Boffins convert typing sounds into text with 95% accuracy

kpw@kbin.social · 7 months ago

Boffins convert typing sounds into text with 95% accuracy

Cronch@lemmy.world · 7 months ago

Quite scary considering the accuracy and how many open mics everyone is surrounded by without even realizing it. Not to mention if any content creator types their password while live streaming or recording they could get their accounts stolen.

vareriu@lemmy.world · 7 months ago

One more reason to switch to a password manager, even though they could still find out the master password…

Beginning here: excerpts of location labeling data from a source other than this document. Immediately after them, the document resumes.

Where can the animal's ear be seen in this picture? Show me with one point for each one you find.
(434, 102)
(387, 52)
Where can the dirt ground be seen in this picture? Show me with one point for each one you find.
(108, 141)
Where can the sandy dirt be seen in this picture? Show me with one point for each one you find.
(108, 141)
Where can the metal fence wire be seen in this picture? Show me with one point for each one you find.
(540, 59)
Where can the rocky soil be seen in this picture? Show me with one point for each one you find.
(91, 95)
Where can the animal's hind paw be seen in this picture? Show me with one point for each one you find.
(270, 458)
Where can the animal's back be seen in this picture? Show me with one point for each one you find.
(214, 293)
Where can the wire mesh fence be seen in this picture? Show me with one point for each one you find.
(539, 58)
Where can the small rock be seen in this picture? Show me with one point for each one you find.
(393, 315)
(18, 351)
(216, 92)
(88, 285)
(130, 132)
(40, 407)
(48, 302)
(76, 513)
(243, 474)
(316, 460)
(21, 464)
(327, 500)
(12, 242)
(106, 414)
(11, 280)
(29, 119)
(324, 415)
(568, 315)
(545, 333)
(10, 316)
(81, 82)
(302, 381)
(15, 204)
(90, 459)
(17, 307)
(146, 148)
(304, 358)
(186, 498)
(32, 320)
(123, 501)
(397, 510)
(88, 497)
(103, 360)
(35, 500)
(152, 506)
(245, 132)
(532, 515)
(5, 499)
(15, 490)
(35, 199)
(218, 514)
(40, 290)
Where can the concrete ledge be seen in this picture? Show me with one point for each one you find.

qwertyqwertyqwerty@lemmy.one · 7 months ago

Probably still have some safety if you’re using two-factor, or have a master key in addition to a password (e.g. 1Password).

mosiacmango@lemm.ee · edit-2 7 months ago

Or use a local password safe like keepass.

kent_eh@lemmy.ca · 7 months ago

I guess my typos are now a security feature!

mski@lemmy.ca · 7 months ago

I’d be curious how well this approach translates to multi-lingual keyboard layouts. For english users, perhaps theres another benefit to non-QWERTY layouts (e.g. Colemak or Dvorak) after all? … and two factor authentication should remain helpful I presume. Especially physical key methods with no audible characters typed (e.g. Yubikey, Titan, etc.)

jrbaconcheese@yall.theatl.social · 7 months ago

I was thinking the same, but it would be trivial for software to realize that “fnj xlg” maps to “the dog” with Colemak or Dvorak.

Waldowal@lemmy.world · 7 months ago

New policy from the corporate office: If you are working in a public place, like a coffee shop, please scream while typing your login password.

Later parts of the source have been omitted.